Todo era tal como debía ser.

Alaïs empujó la pesada puerta que conducía a la plaza de armas y salió al día recién nacido.

Las hojas del olmo que se alzaba en el centro del recinto, a cuya sombra el vizconde Trencavel administraba justicia, parecían negras sobre la noche agonizante. Alondras y currucas animaban las ramas con sus gorjeos, agudos y penetrantes en el aire del alba

El abuelo de Raymond-Roger Trencavel había construido el Château Comtal más de cien años antes, como sede desde la cual gobernar sus territorios en expansión. Sus tierras se extendían desde Albí, al norte, hasta Narbona, al sur, y desde Béziers, al este, hasta Carcasona, al oeste.

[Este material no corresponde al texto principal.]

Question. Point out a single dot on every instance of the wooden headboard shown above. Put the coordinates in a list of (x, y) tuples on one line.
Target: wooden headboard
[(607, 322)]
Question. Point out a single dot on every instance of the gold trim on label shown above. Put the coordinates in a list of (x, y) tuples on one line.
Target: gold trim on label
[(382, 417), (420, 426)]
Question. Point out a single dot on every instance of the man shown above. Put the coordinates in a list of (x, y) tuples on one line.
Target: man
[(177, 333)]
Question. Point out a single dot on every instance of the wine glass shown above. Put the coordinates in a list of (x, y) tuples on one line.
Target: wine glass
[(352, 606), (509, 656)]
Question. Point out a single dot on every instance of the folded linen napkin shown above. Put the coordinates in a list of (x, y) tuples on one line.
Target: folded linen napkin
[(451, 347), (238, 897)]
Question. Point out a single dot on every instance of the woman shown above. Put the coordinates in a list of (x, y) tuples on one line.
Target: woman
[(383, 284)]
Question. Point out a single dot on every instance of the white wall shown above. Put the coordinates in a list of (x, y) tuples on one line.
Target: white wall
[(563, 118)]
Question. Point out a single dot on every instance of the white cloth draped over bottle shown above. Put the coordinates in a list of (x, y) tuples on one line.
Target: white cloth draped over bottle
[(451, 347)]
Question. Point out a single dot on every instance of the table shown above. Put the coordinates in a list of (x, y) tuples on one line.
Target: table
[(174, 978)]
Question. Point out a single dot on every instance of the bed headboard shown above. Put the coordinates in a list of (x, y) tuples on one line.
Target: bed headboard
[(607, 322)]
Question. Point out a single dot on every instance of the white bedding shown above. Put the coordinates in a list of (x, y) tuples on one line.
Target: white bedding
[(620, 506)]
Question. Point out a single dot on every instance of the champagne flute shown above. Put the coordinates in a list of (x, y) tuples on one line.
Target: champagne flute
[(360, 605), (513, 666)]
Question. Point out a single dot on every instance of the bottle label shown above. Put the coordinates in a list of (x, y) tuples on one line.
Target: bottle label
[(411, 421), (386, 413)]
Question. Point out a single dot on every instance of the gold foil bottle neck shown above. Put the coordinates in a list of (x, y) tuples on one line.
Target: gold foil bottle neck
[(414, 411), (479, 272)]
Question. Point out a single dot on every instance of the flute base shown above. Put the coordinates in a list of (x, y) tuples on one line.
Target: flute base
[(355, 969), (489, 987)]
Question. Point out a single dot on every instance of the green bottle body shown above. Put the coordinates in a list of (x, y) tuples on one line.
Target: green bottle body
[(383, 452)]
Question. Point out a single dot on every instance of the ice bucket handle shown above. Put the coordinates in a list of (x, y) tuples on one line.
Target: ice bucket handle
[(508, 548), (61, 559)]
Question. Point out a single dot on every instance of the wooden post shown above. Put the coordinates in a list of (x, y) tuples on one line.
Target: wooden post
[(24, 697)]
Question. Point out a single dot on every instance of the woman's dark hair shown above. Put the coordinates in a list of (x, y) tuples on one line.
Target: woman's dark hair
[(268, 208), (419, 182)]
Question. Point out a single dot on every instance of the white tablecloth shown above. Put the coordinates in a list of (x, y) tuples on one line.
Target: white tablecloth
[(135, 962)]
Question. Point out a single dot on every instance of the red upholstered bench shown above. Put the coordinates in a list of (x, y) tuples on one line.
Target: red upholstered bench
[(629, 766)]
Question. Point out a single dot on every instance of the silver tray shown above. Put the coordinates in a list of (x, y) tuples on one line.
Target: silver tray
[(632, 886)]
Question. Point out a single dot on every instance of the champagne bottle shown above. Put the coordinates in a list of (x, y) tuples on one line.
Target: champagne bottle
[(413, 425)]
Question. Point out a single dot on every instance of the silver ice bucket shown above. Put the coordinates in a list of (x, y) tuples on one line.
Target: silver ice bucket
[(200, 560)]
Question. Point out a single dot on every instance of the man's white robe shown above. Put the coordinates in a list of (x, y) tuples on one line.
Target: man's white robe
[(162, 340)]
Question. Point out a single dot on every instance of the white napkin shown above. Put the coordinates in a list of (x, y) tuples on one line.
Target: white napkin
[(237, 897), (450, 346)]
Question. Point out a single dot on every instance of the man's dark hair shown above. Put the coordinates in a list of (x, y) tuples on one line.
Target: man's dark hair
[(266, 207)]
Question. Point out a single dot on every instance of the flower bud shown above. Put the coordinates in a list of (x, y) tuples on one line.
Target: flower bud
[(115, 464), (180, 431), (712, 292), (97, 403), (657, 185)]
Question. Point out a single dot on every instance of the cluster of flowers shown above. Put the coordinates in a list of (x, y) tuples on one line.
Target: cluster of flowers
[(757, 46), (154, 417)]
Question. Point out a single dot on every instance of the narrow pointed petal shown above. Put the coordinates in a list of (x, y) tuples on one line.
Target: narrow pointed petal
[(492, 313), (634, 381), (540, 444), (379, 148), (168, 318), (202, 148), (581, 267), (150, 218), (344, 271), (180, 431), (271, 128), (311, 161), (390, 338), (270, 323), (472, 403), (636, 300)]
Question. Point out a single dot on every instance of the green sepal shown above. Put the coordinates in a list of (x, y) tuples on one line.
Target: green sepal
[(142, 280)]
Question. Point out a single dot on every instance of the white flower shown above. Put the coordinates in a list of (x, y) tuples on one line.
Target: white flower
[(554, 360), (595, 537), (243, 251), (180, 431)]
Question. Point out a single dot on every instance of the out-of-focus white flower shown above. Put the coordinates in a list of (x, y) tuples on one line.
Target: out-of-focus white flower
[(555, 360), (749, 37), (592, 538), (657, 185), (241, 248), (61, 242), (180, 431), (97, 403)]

El castillo se levantaba en torno a una amplia plaza de armas rectangular e incorporaba, en el flanco de poniente, los vestigios de un castillo más antiguo. Formaba parte del refuerzo de la sección occidental de las murallas que protegían la Cité, un anillo de sólida piedra que dominaba desde su altura el río Aude y las ciénagas del norte a lo lejos.

El donjon, o torre del homenaje, donde se reunían los cónsules y se firmaban los documentos importantes, se alzaba bien protegido en la esquina suroccidental de la plaza de armas. A la luz tenue, Alaïs distinguió algo apoyado contra el muro. Forzando la vista, vio que era un perro, enroscado y dormido en el suelo. Un par de niños, apostados como cuervos en la cerca del corral de las ocas, intentaban despertar al animal arrojándole piedras. En el silencio, Alaïs podía oír el monótono y seco golpeteo de sus talones contra las estacas.